And we should feel permission to be unsatisfied with this ending, because the editors of the New Testament were themselves.  The Gospel of Mark has two different endings which follow verse 8, but they were not a part of the earliest manuscripts—Eusebius, the fourth-century Christian and church historian, attested that the most accurate copies of Mark’s Gospel simply ended here, at verse 8.  In other words, verses 9-20 were likely shanghaied onto Mark’s Gospel later on.

I’m not saying any of this to impugn Scripture—it is, was, and will always be the inspired Word of God.  But if I’m honest with you…if I had been there, wherever there is, when the canon was closed, I would have probably asked for Mark to be closed at verse 8 as well.

And it would not just be for the sake of historical authenticity, it would be also to keep true to the spirit of Mark’s Gospel.  One of my New Testament professors in seminary was an expert on Mark’s Gospel, and she always referred to it as “a Passion story with an extended introduction.”  When you consider that Mark is 16 chapters long, and the theme of Jesus’ death largely dominates the Gospel from chapter 8 onwards, fully half of this story revolves around it.

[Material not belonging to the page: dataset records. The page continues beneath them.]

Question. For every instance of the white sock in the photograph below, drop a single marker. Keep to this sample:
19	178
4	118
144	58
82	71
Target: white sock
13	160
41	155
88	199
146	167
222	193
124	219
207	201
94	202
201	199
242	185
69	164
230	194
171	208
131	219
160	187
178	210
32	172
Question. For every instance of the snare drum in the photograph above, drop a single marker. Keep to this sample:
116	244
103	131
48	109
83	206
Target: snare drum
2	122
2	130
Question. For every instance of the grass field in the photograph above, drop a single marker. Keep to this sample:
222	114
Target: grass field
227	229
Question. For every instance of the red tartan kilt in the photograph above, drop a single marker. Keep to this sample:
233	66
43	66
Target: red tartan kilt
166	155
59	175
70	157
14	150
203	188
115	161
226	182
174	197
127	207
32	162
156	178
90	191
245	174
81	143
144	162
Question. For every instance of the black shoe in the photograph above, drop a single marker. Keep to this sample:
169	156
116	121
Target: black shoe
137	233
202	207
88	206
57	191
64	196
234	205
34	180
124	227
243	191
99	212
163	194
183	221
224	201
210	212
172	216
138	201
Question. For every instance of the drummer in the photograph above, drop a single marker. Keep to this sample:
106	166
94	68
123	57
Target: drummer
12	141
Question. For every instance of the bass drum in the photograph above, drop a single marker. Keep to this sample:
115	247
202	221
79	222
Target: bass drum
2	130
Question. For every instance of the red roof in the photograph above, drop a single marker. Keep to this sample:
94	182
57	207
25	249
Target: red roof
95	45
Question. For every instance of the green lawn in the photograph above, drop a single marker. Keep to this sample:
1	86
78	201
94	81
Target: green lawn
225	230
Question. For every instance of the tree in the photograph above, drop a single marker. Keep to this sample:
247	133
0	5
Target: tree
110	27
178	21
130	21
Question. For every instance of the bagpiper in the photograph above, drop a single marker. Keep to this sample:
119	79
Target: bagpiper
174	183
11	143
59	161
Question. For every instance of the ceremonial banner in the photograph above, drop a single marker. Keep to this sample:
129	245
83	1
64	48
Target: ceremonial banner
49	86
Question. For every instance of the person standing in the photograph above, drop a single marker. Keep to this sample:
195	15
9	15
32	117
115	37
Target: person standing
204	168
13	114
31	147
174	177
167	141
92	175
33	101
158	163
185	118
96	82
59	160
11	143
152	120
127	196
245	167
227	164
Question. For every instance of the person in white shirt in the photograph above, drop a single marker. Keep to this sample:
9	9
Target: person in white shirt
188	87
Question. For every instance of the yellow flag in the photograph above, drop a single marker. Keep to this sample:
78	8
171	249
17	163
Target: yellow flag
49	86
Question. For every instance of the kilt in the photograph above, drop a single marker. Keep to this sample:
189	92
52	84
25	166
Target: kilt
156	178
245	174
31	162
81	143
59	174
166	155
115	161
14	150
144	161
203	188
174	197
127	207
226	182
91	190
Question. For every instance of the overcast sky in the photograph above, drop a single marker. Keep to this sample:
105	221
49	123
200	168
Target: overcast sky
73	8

And so when Mark finally does arrive at the empty tomb, the work of God has already been done, as evinced by the words of the angel who is seated where Jesus once lay—“He is not here; He has been raised!”

And that’s it.  Mark’s version of the empty tomb is, in a Zen-like way, absolutely perfect.  This is an incredible story—as New Testament scholar Douglas Hare put it, “We must remember that the story was no more believable in the first century than in our own day.  It must have seemed as ridiculous as some of the tall tales that are presented as “news” in or supermarket tabloids.”

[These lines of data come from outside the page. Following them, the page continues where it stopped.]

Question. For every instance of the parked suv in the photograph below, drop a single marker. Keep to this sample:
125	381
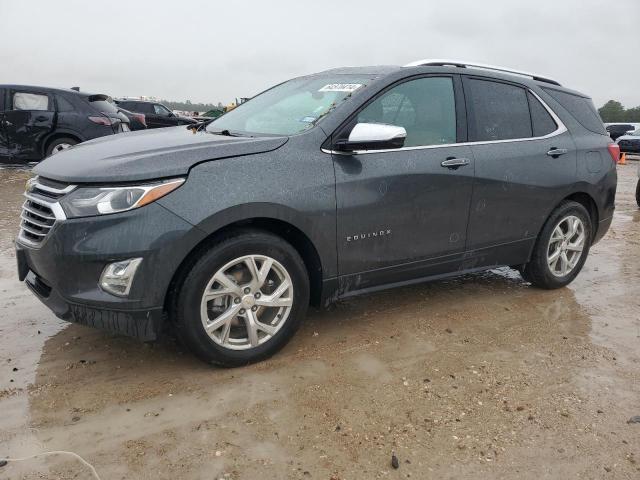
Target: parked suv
157	115
323	187
630	142
36	122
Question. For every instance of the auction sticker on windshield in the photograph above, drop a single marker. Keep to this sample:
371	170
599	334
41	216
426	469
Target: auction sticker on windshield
340	87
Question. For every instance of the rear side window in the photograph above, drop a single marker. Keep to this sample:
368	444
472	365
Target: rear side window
102	104
424	107
30	101
63	104
499	111
543	123
581	108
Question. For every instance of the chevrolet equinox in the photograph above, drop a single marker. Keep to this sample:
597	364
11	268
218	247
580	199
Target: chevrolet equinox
325	186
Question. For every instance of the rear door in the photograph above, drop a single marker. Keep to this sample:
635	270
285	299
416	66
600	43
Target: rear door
163	116
402	214
28	120
525	158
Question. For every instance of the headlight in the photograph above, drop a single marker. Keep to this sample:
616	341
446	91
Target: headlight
90	201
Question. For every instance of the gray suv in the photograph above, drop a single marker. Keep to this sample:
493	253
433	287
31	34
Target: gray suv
325	186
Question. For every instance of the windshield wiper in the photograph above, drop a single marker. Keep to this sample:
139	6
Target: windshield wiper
226	133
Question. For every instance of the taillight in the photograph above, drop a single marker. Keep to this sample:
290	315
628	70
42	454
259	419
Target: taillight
614	151
107	121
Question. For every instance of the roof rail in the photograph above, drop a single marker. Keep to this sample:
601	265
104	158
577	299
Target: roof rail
462	64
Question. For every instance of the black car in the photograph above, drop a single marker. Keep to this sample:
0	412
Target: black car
36	122
137	121
157	115
330	185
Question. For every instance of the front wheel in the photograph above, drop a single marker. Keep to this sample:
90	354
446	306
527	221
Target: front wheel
561	248
243	299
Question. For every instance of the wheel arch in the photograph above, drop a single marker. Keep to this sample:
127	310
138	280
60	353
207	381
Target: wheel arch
299	240
587	201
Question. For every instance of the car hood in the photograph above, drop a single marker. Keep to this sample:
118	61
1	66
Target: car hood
147	154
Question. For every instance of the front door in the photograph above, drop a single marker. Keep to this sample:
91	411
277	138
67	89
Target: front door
403	213
30	118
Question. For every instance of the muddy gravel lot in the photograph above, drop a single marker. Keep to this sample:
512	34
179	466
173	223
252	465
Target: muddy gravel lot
481	376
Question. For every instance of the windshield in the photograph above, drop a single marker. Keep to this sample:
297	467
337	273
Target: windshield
103	104
291	107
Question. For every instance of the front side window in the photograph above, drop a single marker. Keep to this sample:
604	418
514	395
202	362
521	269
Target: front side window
30	101
63	104
424	107
102	103
291	107
499	111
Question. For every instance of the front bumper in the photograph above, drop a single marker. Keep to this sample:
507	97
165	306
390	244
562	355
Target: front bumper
627	146
64	271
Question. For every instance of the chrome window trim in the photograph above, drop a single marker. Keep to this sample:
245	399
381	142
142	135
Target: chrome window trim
558	131
53	204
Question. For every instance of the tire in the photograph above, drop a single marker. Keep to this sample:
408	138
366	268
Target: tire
538	271
59	144
190	311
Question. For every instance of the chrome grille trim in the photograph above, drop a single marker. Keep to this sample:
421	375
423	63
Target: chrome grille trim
41	211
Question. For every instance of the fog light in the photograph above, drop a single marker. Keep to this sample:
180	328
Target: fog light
117	277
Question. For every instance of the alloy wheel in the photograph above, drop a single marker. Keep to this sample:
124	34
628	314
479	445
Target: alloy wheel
246	302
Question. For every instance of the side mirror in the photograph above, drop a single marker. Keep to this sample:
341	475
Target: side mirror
373	136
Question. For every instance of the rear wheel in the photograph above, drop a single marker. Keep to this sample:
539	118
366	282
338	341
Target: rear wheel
60	144
562	247
243	299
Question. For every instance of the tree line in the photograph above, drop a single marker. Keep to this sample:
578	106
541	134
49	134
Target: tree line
614	111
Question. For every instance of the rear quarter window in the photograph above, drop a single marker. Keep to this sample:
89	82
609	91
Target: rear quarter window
581	108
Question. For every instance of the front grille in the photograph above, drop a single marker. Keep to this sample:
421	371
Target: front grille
41	209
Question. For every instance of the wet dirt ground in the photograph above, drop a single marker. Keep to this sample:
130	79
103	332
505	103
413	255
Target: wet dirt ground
478	377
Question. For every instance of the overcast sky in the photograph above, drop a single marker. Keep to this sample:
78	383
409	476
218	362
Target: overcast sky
212	51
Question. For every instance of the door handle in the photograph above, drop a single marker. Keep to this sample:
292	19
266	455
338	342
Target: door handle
454	163
556	152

But unlike the stories of, I don’t know, some B-list celebrity growing a second head or whatever, there is no sensationalism.  Unlike the tabloid purveyors of today, Mark does not gild the lily.  Instead, to take from Hare again, “The story is told in a simple, restrained fashion, without any defensive attempt to make it less incredible than it is.”

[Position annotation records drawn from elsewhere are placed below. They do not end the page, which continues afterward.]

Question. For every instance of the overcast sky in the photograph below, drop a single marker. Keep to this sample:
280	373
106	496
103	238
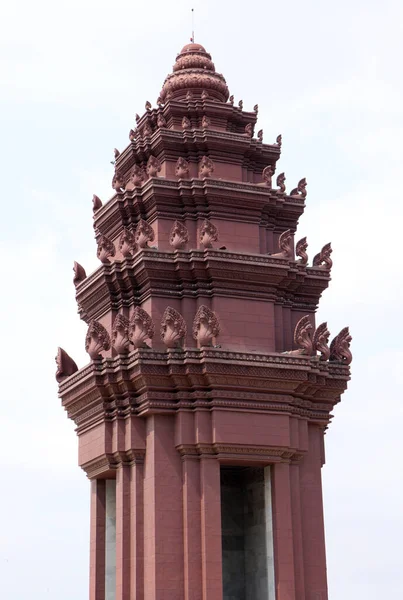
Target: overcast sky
328	76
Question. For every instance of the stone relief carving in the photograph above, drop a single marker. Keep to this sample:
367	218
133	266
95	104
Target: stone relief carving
206	167
280	181
79	273
97	339
321	341
127	243
173	328
206	326
340	347
179	235
323	259
144	233
120	334
300	250
65	365
208	234
96	203
285	246
141	328
106	249
153	166
182	168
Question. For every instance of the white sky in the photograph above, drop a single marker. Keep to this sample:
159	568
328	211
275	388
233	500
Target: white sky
328	76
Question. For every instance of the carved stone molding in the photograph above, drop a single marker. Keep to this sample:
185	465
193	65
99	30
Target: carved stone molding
173	328
206	326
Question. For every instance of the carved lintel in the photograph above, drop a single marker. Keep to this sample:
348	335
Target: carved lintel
144	233
208	234
206	167
179	235
182	168
300	250
141	327
97	339
65	365
106	249
79	273
206	326
321	341
120	334
173	328
340	347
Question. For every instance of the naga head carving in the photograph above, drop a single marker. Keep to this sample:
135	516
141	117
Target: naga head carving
97	339
173	328
206	326
65	365
141	327
340	347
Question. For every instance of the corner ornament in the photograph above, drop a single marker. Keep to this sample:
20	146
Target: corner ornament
206	326
173	328
340	347
141	328
179	235
323	260
97	340
65	365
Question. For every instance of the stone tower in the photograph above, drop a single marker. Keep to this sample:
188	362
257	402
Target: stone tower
202	413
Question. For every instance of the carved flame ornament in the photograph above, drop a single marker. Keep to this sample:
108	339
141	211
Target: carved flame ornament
144	233
300	250
321	341
79	273
208	234
340	347
206	326
65	365
285	246
323	260
179	235
153	166
173	328
141	327
106	249
120	334
182	168
206	167
127	243
97	339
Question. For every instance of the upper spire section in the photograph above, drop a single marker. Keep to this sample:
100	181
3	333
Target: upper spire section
194	73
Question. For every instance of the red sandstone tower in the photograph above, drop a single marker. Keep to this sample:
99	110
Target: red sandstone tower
202	413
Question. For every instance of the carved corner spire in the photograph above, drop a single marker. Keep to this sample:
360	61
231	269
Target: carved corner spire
300	250
127	243
153	166
144	233
206	167
340	347
106	249
141	327
173	328
179	235
79	273
97	339
65	365
285	246
96	203
208	234
323	260
206	326
321	341
182	168
120	334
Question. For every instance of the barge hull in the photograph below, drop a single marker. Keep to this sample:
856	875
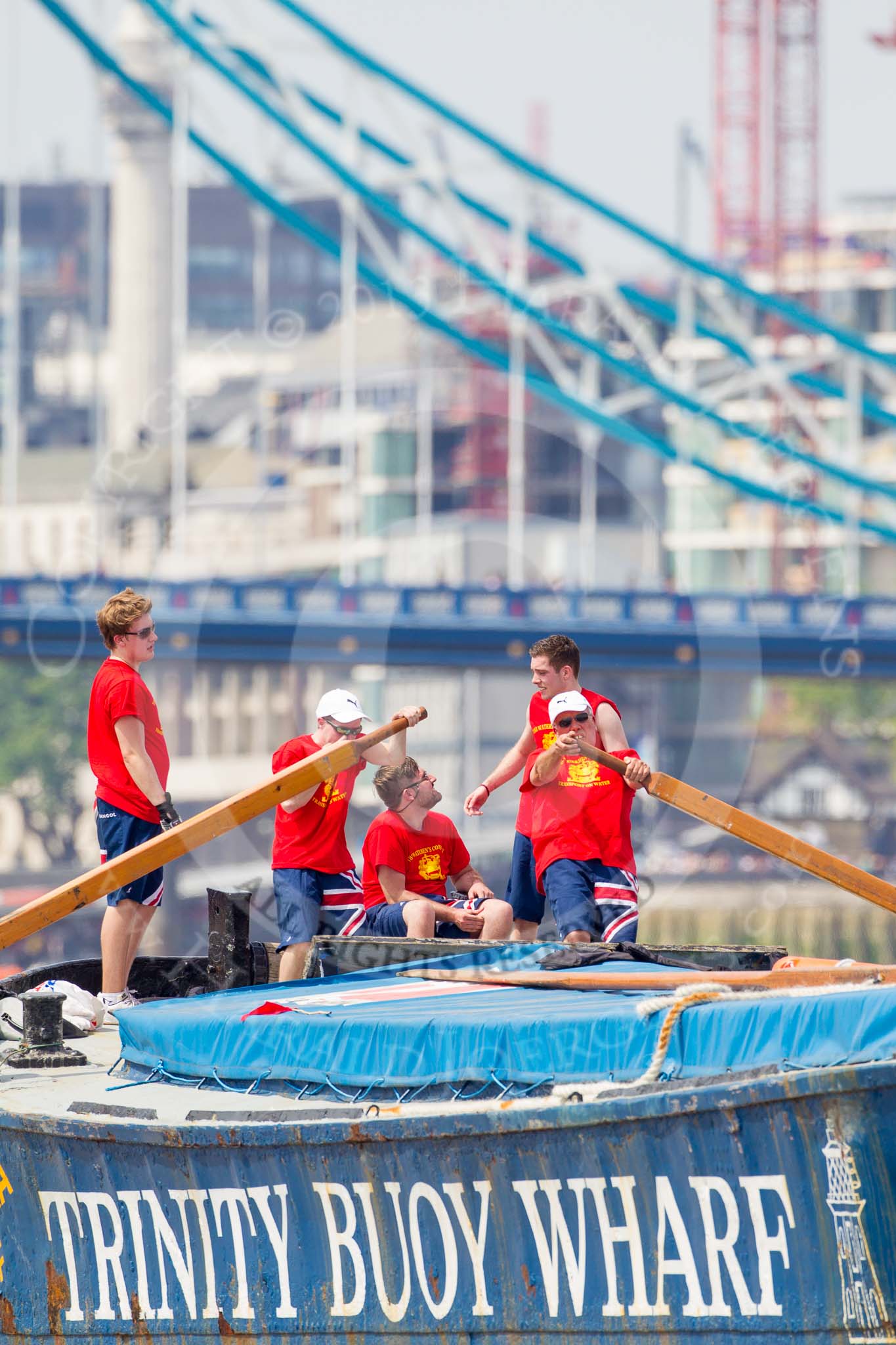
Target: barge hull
761	1210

It is so incredible, in fact, that at least initially, it cannot be told.  The empty tomb is so shocking, so fear-inducing, that there are literally no words for the women who have discovered it, even when the words are spoon-fed to them by an angel.  That is how incredible this is.

That is how incredible, how against-the-grain, how world-turning-upside-down, how life-changing, how mind-boggling, how truly unbelievable the power of God really is.

And because we took a bit of that power from God way back in the Garden of Eden—when Adam and Eve took from God the knowledge of good and evil—we can do the same thing to ourselves—do things so incredible that the only thing they can inspire from us is wordlessness.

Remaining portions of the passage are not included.